Applying this definition to our asset in some examples:
  • Looking at the maximum reduction from previous high of -78.4 days in the last 5 years of Ethereum, we see it is relatively smaller, thus worse in comparison to the benchmark SPY (-24.5 days)
  • Looking at maximum DrawDown in of -63.8 days in the period of the last 3 years, we see it is relatively lower, thus worse in comparison to SPY (-18.8 days).

MaxDuration:

'The Maximum Drawdown Duration is an extension of the Maximum Drawdown.
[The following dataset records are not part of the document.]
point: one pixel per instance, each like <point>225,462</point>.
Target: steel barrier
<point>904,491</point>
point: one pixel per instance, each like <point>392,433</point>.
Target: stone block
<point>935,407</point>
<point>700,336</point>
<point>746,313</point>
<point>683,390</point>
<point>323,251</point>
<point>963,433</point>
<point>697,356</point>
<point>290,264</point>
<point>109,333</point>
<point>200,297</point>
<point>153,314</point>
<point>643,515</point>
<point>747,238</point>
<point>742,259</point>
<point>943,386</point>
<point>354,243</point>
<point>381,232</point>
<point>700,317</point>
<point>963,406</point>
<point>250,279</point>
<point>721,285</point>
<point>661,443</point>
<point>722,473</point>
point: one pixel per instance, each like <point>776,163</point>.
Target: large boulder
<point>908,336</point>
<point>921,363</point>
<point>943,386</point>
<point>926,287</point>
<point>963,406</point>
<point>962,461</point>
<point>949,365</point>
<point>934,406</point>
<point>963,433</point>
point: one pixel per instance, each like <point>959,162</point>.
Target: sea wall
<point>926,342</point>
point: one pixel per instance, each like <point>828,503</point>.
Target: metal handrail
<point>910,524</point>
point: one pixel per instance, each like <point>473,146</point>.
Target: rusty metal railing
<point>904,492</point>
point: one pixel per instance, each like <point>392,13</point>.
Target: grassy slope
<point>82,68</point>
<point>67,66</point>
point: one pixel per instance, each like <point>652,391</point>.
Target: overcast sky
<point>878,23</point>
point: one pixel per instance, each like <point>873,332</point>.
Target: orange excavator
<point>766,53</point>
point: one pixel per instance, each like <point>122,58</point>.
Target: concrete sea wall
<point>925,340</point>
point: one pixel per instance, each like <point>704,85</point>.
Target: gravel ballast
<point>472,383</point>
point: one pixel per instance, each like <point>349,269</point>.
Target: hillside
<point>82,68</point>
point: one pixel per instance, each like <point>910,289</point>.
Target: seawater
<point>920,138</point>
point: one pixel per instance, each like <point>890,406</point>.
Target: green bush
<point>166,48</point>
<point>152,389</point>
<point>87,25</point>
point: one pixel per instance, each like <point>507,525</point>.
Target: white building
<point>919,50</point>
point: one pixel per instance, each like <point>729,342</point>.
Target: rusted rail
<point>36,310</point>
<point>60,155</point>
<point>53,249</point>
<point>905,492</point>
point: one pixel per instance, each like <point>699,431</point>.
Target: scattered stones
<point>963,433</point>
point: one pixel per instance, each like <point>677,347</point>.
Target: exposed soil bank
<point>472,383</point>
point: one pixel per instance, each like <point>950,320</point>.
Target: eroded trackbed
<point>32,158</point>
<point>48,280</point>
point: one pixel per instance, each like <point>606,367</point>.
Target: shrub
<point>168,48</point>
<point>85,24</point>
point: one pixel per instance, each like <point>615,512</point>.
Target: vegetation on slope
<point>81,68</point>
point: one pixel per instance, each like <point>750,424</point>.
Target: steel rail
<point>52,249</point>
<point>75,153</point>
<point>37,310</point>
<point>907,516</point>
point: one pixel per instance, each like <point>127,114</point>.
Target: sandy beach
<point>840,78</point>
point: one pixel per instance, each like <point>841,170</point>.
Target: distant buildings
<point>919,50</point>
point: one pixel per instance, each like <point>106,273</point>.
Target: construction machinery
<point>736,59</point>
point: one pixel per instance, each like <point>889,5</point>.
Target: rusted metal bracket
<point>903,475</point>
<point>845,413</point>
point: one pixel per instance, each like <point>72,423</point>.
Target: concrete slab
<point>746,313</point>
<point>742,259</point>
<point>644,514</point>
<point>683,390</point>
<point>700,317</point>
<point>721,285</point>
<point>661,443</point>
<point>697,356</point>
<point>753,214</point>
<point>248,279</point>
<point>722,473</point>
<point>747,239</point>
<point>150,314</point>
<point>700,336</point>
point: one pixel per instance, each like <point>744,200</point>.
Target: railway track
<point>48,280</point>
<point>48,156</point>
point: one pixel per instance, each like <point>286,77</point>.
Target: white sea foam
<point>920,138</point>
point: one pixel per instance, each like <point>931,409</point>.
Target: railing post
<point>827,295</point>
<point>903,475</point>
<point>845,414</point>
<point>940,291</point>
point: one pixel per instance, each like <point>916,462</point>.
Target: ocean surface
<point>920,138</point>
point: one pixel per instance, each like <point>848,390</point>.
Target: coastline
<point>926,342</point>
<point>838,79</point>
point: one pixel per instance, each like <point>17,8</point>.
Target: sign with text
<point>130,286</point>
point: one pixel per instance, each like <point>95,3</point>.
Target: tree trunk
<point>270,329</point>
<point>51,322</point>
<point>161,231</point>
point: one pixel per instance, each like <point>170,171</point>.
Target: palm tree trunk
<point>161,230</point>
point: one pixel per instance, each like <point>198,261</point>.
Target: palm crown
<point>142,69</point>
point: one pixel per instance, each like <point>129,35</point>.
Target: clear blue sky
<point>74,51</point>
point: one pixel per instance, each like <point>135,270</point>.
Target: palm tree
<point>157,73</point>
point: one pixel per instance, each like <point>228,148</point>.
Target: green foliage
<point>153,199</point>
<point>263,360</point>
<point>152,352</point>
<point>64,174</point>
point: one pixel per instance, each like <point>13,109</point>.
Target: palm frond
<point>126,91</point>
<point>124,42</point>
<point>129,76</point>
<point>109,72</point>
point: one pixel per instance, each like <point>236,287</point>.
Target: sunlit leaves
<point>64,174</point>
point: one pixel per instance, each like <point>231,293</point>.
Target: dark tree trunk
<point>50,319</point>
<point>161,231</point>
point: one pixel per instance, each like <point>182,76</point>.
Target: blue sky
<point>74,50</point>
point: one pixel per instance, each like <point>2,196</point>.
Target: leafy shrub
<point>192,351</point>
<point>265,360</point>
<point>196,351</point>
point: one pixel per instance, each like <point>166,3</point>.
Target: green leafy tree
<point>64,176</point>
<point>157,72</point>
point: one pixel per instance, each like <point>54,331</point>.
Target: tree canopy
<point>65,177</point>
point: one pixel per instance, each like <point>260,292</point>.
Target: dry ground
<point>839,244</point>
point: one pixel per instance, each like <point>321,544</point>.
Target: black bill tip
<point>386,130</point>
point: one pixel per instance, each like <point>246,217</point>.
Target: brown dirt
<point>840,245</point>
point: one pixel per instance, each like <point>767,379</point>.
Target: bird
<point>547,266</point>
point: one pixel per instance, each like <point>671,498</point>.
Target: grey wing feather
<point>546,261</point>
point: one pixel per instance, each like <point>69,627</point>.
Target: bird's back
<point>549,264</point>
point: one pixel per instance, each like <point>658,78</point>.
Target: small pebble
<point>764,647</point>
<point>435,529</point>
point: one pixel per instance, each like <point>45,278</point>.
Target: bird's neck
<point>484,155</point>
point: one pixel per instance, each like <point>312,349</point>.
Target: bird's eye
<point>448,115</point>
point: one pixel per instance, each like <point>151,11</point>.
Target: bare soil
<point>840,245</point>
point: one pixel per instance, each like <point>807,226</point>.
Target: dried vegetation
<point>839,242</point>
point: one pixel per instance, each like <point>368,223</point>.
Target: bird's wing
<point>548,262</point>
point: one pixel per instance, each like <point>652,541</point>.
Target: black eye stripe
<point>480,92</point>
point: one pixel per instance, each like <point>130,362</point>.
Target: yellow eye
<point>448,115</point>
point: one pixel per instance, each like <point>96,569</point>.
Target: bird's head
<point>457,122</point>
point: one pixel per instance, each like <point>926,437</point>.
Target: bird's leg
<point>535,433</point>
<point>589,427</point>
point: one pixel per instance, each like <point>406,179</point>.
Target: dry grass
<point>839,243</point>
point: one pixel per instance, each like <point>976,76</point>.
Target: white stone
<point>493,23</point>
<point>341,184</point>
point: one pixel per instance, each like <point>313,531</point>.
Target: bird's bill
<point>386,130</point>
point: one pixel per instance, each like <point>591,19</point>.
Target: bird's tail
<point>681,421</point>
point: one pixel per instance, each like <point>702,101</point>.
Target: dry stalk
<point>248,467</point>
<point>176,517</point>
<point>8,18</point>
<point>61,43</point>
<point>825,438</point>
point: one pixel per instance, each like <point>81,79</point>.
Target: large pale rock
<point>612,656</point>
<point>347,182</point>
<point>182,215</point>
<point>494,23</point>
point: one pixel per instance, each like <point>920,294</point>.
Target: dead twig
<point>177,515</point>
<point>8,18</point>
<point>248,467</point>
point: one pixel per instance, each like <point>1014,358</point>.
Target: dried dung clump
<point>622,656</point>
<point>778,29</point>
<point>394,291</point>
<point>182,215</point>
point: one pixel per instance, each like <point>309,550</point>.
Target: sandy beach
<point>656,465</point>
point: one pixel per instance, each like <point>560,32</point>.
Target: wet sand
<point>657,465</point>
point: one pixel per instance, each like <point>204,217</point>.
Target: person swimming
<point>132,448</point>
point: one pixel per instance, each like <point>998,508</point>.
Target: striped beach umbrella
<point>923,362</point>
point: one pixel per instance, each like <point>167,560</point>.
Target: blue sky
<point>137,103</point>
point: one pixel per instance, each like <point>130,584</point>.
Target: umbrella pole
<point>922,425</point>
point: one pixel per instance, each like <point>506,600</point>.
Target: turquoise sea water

However, this metric does not explain the drawdown in dollars or percentages, rather in days, weeks, or months. It is the length of time the account was in the Max Drawdown. A Max Drawdown measures a retrenchment from when an equity curve reaches a new high. It’s the maximum an account lost during that retrenchment. This method is applied because a valley can’t be measured until a new high occurs. Once the new high is reached, the percentage change from the old high to the bottom of the largest trough is recorded.'

Applying this definition to our asset in some examples:
  • The maximum days under water over 5 years of Ethereum is 949 days, which is larger, thus worse compared to the benchmark SPY (488 days) in the same period.
  • During the last 3 years, the maximum days below previous high is 354 days, which is larger, thus worse than the value of 87 days from the benchmark.

AveDuration:

'The Drawdown Duration is the length of any peak to peak period, or the time between new equity highs. The Avg Drawdown Duration is the average amount of time an investment has seen between peaks (equity highs), or in other terms the average of time under water of all drawdowns. So in contrast to the Maximum duration it does not measure only one drawdown event but calculates the average of all.'

Using this definition on our asset we see for example:
  • The average days below previous high over 5 years of Ethereum is 378 days, which is higher, thus worse compared to the benchmark SPY (119 days) in the same period.
  • Looking at average days below previous high in of 113 days in the period of the last 3 years, we see it is relatively larger, thus worse in comparison to SPY (19 days).

Performance (YTD)

Historical returns have been extended using synthetic data.

Allocations ()

Allocations

Returns (%)

  • Note that yearly returns do not equal the sum of monthly returns due to compounding.
  • Performance results of Ethereum are hypothetical and do not account for slippage, fees or taxes.